Marketing plays a foundational role in establishing trust and credibility with CISOs and IT decision-makers, especially in cybersecurity where relationships and reputation matter deeply. To build that credibility, we’re focused on meeting CISOs where they are, with relevant, data-backed insights, peer-led narratives, and use cases that reflect real-world impact. Tailoring content to their specific needs and pain points is critical. For example, we took the broader survey mentioned above and created a focused piece, CISO Executive Summary, further focusing the data on CISOs’ specific challenges and priorities.  This is a great example of how we can emphasize clarity, precision, and consistency when communicating to key stakeholders. We are delivering value in the form of data and insights for security leaders, while establishing Gigamon as a leading authority..

3. From a strategic standpoint, how critical is deep observability to an organization’s hybrid cloud security strategy?

Deep observability provides complete visibility into all data in motion, including encrypted and complex AI-driven communications, enabling organizations to detect and respond to security threats proactively. This visibility is essential for securing hybrid cloud environments, where traditional monitoring tools often fall short, especially with the rapid growth of AI-generated traffic and shadow IT applications.

Gigamon serves more than 4,000 organizations worldwide with the Gigamon Deep Observability Pipeline, including more than 80% of Fortune 100 enterprises and 9 of the 10 largest mobile network providers.

4. How do you see the role of marketing evolving in response to the growing complexity of hybrid cloud security challenges?

As hybrid cloud environments grow more complex, the role of marketing must evolve from simply generating leads to deeply articulating value, especially in a space where deep observability isn’t always immediately understood or budgeted for. Our job is to educate, contextualize, and elevate the strategic importance of deep observability. That means clearly communicating not only what we do, but also how we help CISOs and their teams improve ROI, reduce risk, and drive operational efficiency.

We also have to account for a shifting audience. Gigamon has traditionally sold into network teams, but as we expand into cloud and security, we’re increasingly engaging new buyers who often don’t talk to each other internally. Marketing has to bridge those silos, tailoring messages by persona, and helping unify stakeholders around shared outcomes. Our success depends on how well we can translate complex technical value into compelling, role-specific narratives that resonate across the decision-making unit.

 5. In your view, what are the key marketing KPIs that should align with revenue-generation goals in cybersecurity-driven enterprises?

Modern marketing KPIs must reflect the full spectrum of today’s buyer journey. Think about segmenting your KPIs into three key categories: brand, engagement and intent, and pipeline generation.

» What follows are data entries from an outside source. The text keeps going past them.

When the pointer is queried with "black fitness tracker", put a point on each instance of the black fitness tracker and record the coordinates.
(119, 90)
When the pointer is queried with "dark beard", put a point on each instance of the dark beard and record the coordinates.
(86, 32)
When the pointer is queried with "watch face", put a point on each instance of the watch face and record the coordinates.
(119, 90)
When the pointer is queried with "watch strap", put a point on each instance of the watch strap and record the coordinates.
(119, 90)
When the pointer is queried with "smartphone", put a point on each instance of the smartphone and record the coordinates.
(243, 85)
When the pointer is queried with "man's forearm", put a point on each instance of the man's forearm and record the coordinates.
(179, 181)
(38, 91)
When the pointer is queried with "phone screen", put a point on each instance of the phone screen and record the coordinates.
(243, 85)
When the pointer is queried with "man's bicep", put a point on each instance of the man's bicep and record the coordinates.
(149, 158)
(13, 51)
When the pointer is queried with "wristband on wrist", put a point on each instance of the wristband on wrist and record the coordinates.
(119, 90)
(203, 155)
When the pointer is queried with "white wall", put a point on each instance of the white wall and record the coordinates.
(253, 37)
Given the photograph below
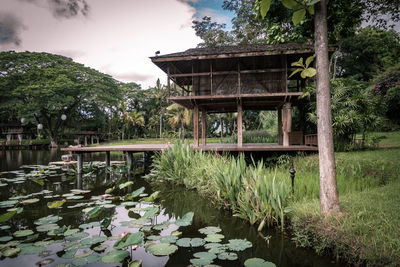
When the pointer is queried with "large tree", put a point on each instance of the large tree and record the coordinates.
(41, 87)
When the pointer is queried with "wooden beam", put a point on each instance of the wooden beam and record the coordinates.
(196, 126)
(203, 127)
(279, 126)
(287, 122)
(239, 125)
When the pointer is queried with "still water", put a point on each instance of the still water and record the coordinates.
(25, 176)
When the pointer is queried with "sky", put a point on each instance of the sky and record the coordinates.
(116, 37)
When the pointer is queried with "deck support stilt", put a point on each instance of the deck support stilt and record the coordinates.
(287, 123)
(196, 126)
(108, 159)
(129, 160)
(239, 125)
(79, 165)
(203, 127)
(280, 126)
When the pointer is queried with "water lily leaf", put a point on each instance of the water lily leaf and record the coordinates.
(100, 248)
(71, 232)
(137, 263)
(228, 256)
(75, 197)
(200, 261)
(31, 238)
(130, 240)
(6, 238)
(150, 198)
(169, 239)
(56, 204)
(115, 256)
(258, 262)
(185, 220)
(239, 244)
(30, 201)
(94, 212)
(47, 227)
(214, 238)
(89, 225)
(136, 193)
(47, 220)
(161, 249)
(210, 230)
(151, 212)
(23, 233)
(176, 232)
(105, 223)
(10, 252)
(77, 236)
(31, 250)
(93, 240)
(69, 254)
(86, 260)
(6, 216)
(38, 181)
(123, 185)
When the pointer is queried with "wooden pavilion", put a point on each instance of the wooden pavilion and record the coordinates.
(237, 78)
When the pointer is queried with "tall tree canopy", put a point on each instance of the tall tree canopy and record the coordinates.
(41, 87)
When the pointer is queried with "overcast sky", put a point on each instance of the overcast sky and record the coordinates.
(116, 37)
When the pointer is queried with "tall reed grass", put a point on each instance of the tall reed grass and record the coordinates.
(248, 190)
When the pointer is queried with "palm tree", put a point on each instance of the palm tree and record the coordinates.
(179, 115)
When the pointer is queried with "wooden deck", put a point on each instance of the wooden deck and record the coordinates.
(208, 147)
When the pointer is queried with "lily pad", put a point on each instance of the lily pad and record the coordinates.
(47, 227)
(30, 201)
(47, 220)
(6, 238)
(258, 262)
(23, 233)
(94, 212)
(56, 204)
(31, 250)
(214, 238)
(93, 240)
(10, 252)
(228, 256)
(115, 256)
(210, 230)
(86, 260)
(185, 220)
(69, 254)
(239, 244)
(161, 249)
(130, 240)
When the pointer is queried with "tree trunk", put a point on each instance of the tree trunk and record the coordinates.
(328, 188)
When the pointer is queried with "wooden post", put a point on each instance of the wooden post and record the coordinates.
(203, 127)
(279, 126)
(129, 160)
(287, 122)
(79, 165)
(108, 159)
(196, 126)
(239, 122)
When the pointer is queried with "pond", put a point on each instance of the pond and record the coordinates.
(124, 226)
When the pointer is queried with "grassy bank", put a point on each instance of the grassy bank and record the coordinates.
(367, 184)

Brand focuses on signals that indicate growing awareness and trust, such as branded search volume, direct traffic from target accounts, website interactions, social media or community engagement, and the impact of analyst and public relations. AR and PR can be measured through inclusion in analyst reports and inquiries, media coverage, interviews, and share of voice.

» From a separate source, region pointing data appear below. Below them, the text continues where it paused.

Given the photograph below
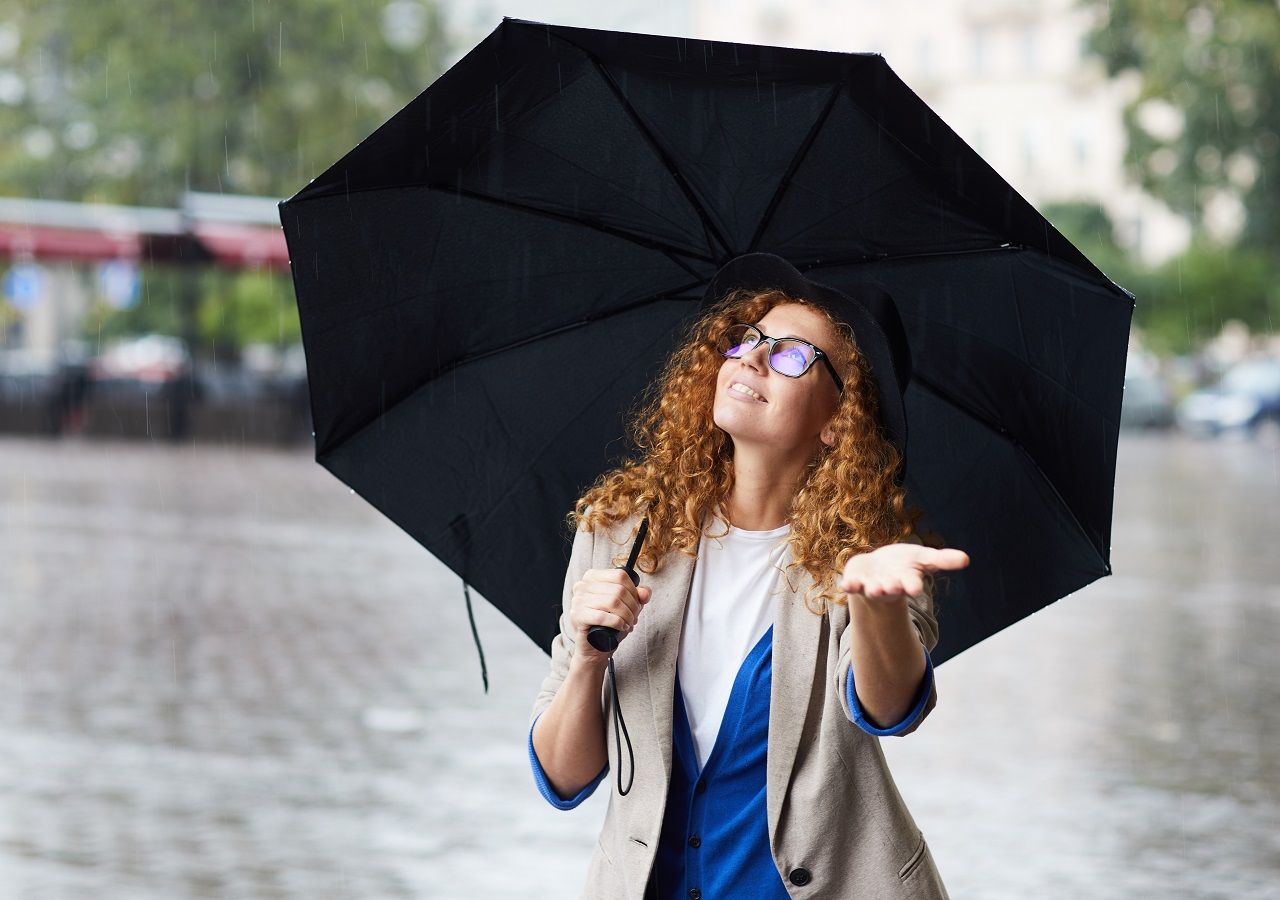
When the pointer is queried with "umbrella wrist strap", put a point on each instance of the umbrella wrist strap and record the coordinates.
(618, 721)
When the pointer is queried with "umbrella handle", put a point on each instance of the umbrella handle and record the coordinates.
(602, 636)
(606, 639)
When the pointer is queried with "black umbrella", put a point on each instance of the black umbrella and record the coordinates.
(490, 279)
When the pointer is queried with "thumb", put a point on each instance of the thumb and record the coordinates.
(950, 558)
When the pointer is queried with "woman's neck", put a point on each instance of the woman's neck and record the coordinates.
(763, 492)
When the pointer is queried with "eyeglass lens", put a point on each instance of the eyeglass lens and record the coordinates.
(787, 356)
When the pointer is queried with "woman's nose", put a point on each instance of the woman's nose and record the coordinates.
(757, 357)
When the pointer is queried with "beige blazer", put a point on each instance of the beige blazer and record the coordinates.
(832, 805)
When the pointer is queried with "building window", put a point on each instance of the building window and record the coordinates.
(1031, 49)
(924, 56)
(978, 51)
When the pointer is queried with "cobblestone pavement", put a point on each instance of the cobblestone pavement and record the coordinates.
(227, 676)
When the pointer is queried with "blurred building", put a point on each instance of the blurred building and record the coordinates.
(1011, 77)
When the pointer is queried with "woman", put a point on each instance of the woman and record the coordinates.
(782, 621)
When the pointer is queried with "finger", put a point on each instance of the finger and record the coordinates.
(606, 593)
(947, 558)
(607, 617)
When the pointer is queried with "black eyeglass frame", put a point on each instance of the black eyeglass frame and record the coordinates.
(769, 342)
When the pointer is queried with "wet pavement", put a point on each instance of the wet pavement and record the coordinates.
(227, 676)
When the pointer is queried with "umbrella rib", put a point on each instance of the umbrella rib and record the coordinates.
(785, 182)
(910, 255)
(568, 327)
(561, 216)
(1001, 432)
(685, 187)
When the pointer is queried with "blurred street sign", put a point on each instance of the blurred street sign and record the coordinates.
(23, 284)
(118, 282)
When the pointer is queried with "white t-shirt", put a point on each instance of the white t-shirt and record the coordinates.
(730, 608)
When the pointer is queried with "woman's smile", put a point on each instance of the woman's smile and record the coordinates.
(740, 391)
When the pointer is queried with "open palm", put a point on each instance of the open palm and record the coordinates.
(894, 570)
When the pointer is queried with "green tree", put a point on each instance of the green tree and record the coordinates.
(136, 101)
(1205, 123)
(1187, 298)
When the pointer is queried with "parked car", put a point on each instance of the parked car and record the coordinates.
(1147, 403)
(141, 387)
(1246, 398)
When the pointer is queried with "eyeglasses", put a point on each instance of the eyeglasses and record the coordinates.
(787, 356)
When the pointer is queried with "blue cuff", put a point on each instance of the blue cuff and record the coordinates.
(917, 708)
(544, 786)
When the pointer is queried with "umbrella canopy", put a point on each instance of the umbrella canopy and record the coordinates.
(490, 281)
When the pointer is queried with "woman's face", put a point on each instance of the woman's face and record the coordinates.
(790, 412)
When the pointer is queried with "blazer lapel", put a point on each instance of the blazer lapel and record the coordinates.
(662, 624)
(796, 635)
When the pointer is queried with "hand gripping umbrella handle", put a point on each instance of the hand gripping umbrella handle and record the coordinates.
(606, 639)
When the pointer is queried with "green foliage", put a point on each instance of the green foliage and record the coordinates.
(1185, 300)
(1206, 118)
(133, 103)
(136, 103)
(250, 307)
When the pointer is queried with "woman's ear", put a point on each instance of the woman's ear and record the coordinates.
(828, 434)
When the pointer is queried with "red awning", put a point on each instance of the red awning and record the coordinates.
(243, 246)
(74, 245)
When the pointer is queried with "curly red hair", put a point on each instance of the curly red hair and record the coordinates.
(848, 503)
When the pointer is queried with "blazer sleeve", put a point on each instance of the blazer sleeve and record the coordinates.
(922, 612)
(562, 652)
(562, 645)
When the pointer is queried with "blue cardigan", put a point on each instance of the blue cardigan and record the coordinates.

Pipeline metrics should center on both sourced and influenced pipeline to bookings. Teams should track marketing qualified accounts (MQAs), opportunity conversion rates, and marketing’s contribution to sales velocity. While we are not completely walking away from marketing qualified leads (MQLs), the shift toward MQAs acknowledges that buying decisions are made at the account level by multiple stakeholders. MQLs can still serve a role in lead-level nurturing, but MQAs should be integrated into your metric system as a more accurate and strategic measure of pipeline potential.

Engagement and intent, traditionally considered softer metrics, are critical indicators of buyer behavior. Engagement encompasses meaningful interactions—such as content consumption, return visits, anonymous visits, multi-persona activity within accounts. Intent signals indicate buyer readiness, including third-party intent data, website visits, and self-reported attribution—giving marketing teams a lens into where, how, and when to activate demand.